Politics and Therapy go hand in hand. Controversial hook line, stay with me…
This week the headline hit “Alabama Rules Frozen Embryos Are Children, Raising Questions About Fertility Care”. As a Texas Therapist, you may wonder why headlines like this impact my therapy sessions, and clients.
Who is Impacted
Currently, there are 1:6 couples (data is measured in the heterosexual couple population) in the Global World Health Report from the WHO. This number may be familiar to you as 1:8 but the current data reflects an uptick. Individuals and families are faced with ethical, financial, emotional, spiritual, and sexual health decisions in family building. In therapy, we work together to navigate the exploration of how these issues impact individuals and couples and explore how to make decisions with confidence in family building.
Why I Care & Frankly Think You Should Too
There are long-term consequences of these legislative decisions and we as fertility care providers are all aware that one ruling like this causes other states to take note. This ruling will increase the liability and accessibility for IVF clinics which will impact the 1:6 couples I referenced earlier. When a person faces infertility they make choices each day, each cycle, and each transfer carefully. Each choice in the process is delicately balanced through the lens of risk and hope. To add in the new definition of risk with this legislation adds a new dimension of legal risk and recourse for individuals with infertility as well as infertility providers and clinics.
Statement from The American Society of Reproductive Medicine
On February 18, 2024 The American Society of Reproductive Medicine released a statement by Dr. Paula Amato, President of ASRM called this ruling “medically and scientifically unfounded” and shared their stance on the impact. Dr. Amato shared that “If the policy outcomes mandated under this decision stand, the consequences will be profound. Modern fertility care will be unavailable to the people of Alabama, needlessly blocking them from building the families they want. The choice to build a family is a fundamental right for all Americans, regardless of where they live. We cannot, therefore, allow this dangerous precedent of judicial overreach with national implications to go unchecked.”

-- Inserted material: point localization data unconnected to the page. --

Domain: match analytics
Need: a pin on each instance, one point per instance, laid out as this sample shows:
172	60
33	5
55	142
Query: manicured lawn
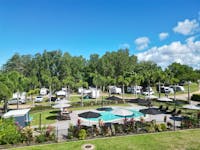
47	117
180	140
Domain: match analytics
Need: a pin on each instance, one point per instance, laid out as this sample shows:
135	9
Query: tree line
56	69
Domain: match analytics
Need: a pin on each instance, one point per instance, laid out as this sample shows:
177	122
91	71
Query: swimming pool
107	116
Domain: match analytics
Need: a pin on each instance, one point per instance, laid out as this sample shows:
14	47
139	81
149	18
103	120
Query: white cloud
124	46
163	35
187	27
142	43
187	53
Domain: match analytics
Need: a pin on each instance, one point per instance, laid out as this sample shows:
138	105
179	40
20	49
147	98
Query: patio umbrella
191	107
151	111
105	109
89	114
61	105
164	99
151	97
122	112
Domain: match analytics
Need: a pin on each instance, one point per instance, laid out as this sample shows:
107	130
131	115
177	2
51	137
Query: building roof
16	113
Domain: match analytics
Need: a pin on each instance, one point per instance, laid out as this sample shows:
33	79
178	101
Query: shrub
163	127
169	125
158	127
40	107
195	97
27	135
40	138
9	132
82	134
150	128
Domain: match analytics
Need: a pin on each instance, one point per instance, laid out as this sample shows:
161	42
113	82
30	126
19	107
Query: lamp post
189	82
199	84
175	96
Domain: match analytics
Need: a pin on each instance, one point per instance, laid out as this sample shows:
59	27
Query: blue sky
84	27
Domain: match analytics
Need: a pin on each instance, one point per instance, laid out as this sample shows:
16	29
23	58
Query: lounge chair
164	109
178	113
160	108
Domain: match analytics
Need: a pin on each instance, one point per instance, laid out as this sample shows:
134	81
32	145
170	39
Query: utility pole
82	97
50	94
159	88
18	99
175	96
189	82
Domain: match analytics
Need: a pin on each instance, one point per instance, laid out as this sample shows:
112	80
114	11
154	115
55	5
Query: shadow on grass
54	111
51	117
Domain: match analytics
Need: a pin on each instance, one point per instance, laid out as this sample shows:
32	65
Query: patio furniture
89	114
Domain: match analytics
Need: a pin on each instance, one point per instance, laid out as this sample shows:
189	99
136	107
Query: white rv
43	91
114	90
95	93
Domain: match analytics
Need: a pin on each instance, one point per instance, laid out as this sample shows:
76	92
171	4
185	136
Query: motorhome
178	88
114	90
134	89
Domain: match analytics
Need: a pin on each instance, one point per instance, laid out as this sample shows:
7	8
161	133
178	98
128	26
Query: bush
9	132
163	127
82	134
40	138
158	127
27	135
195	97
40	107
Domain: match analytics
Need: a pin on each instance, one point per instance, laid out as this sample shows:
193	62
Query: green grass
180	140
97	106
47	117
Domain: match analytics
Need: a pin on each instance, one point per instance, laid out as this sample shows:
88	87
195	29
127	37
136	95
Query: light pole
175	96
189	82
199	84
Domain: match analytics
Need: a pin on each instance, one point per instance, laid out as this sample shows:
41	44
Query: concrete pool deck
63	125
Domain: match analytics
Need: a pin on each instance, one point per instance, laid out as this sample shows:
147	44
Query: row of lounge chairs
166	110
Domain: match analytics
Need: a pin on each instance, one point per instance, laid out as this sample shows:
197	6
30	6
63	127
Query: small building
44	91
20	116
95	93
20	95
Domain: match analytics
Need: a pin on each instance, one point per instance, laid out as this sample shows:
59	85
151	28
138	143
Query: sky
163	31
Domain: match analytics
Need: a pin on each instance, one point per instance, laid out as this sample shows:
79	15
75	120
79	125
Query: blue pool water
108	116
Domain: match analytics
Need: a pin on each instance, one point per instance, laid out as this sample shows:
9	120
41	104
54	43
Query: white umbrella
191	107
164	99
60	93
151	97
61	105
122	112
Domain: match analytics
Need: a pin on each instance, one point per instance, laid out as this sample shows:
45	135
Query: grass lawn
50	116
180	140
47	117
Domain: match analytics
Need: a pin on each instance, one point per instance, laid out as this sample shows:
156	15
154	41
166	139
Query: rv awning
16	113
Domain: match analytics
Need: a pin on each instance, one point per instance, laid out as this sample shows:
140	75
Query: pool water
108	116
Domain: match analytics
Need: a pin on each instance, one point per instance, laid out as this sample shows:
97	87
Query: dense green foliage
56	69
9	132
195	97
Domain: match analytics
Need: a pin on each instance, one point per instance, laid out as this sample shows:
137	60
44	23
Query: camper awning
16	113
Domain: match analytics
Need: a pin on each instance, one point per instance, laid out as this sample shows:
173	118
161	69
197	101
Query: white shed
21	116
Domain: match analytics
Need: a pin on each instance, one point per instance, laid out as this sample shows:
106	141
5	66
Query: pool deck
63	125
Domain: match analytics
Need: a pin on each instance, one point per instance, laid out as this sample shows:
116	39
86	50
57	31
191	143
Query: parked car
14	101
38	99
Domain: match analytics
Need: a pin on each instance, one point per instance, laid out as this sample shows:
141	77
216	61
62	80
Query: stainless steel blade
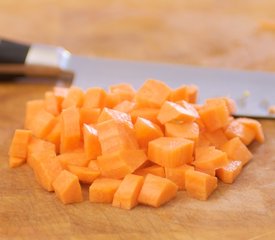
252	91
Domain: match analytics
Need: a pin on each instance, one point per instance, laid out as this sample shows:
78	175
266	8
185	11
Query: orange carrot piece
157	191
70	129
171	111
177	175
102	190
236	150
32	108
152	93
84	174
92	146
95	98
170	152
210	158
19	144
199	185
74	98
89	115
67	188
146	131
256	126
189	130
238	129
154	169
122	162
126	196
229	173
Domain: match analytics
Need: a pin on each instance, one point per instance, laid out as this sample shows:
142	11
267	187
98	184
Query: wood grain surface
210	33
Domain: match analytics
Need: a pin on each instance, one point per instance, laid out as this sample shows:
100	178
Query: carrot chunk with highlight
67	188
157	191
126	196
102	190
170	152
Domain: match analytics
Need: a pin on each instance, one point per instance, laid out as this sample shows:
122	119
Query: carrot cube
157	191
170	151
199	185
126	196
67	188
102	190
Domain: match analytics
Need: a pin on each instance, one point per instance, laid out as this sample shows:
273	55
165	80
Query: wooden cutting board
244	210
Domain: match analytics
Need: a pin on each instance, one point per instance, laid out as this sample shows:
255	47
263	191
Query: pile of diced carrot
132	147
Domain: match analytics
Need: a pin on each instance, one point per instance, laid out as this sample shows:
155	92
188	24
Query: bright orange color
238	129
126	196
170	151
102	190
199	185
236	150
171	112
95	98
210	158
74	98
70	130
84	174
120	163
92	146
19	144
157	191
189	130
146	131
154	169
229	173
152	93
67	188
177	175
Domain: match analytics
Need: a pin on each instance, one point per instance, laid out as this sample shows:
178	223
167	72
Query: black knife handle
12	52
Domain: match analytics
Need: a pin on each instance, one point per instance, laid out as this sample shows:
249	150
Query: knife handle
13	52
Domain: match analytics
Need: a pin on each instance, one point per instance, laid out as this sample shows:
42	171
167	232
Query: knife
253	91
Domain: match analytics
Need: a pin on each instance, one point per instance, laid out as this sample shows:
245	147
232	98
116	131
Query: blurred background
230	34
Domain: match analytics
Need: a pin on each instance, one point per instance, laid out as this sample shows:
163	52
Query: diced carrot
92	146
146	131
125	106
256	126
67	188
152	93
32	108
19	144
170	151
188	130
157	191
84	174
120	163
103	190
210	158
214	115
70	130
74	98
89	115
76	158
216	138
171	111
114	136
199	185
238	129
126	196
236	150
42	123
177	175
229	173
154	169
95	98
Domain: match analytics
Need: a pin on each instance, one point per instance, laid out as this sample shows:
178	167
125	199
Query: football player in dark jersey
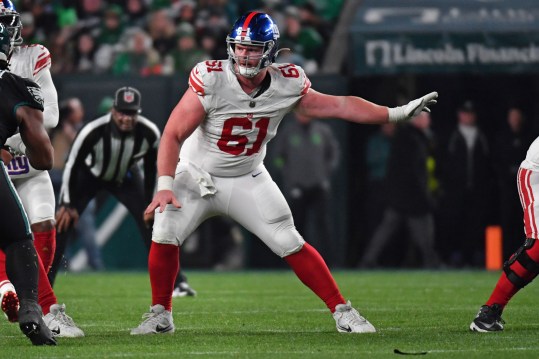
21	109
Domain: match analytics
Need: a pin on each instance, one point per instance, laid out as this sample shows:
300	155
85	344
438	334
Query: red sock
163	266
3	274
314	273
45	294
505	290
45	243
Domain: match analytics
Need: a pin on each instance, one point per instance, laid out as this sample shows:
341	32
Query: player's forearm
50	97
358	110
167	157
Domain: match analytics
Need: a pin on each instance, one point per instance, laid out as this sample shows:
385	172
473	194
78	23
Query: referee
106	155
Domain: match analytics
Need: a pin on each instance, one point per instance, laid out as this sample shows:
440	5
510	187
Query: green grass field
271	314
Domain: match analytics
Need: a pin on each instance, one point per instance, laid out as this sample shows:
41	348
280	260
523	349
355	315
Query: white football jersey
28	60
231	141
532	157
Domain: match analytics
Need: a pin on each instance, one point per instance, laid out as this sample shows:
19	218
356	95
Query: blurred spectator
303	40
108	38
214	47
377	153
309	16
274	9
138	57
409	199
28	32
43	20
84	54
136	12
467	183
187	12
512	143
187	54
162	31
90	13
307	156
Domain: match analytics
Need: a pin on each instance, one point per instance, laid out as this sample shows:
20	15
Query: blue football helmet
5	43
10	18
253	29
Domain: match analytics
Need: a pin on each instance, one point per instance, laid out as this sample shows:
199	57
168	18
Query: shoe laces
492	312
63	318
351	315
151	317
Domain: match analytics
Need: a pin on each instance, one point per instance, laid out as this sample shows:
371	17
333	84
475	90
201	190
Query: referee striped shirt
109	153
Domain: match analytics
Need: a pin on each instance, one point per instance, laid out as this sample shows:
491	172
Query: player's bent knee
287	241
164	239
43	226
528	264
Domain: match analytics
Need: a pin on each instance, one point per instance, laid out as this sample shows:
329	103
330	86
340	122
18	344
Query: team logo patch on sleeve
36	94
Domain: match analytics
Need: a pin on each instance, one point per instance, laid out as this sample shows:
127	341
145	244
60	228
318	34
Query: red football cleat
10	306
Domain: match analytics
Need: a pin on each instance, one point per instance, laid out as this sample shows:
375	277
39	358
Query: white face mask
249	72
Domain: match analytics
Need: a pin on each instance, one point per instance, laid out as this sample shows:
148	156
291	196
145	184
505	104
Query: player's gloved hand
161	199
148	219
65	218
413	108
6	155
16	145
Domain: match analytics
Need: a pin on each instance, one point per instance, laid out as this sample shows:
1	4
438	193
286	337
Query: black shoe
32	325
183	290
489	319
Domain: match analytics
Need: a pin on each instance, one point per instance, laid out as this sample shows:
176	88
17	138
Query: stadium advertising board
421	36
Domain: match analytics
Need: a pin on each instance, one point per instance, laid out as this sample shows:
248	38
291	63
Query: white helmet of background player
10	18
254	29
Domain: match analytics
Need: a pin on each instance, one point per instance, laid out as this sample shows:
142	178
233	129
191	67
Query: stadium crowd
158	37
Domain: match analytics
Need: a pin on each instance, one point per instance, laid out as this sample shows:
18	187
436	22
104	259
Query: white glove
413	108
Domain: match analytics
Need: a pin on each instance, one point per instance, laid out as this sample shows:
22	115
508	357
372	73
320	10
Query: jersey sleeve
305	84
30	94
196	79
42	58
205	80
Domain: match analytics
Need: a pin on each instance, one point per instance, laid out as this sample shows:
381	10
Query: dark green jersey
15	91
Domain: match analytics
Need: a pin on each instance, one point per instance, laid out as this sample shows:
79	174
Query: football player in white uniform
523	266
222	125
34	186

As a Therapist I Care About:
Client Advocacy: how do state and national legislation support and improve access to all family-building options?
Access to Care: Who and where are providers that provide care to individuals or couples with fertility-related challenges? How do we support the work they are doing and ensure they can keep serving in the fertility community? What happens in Alabama for families who aren’t able to access care across state lines? How does the financial impact of fertility care discriminate and impact access to care? What are the struggles with gaps in insurance coverage for treatment?
Support and Community: Therapy allows individuals and couples struggling with infertility to process the impact of fertility care dimensionally in a safe and confidential space. Clients should be aware of all family-building options available and understand the short-term and long-term consent in each step of their process.
Education: Therapy allows individuals to process feelings about family-building options and process where they may need to expand accessibility to evidence-based information about fertility and family building.
Authors Note: The beliefs shared in this blog are mine (Emily Morehead) and are informed from a space of evidence-based best practice training from The American Society of Reproductive Medicine and the University of Michigan’s Sexual Health Certificate Program. I write to you today an individual who was 1:6. I am a parent to a child who was conceived through reproductive assistance. I serve in this community as a therapist and exist in this community as an individual who proudly built their family through reproductive assistance.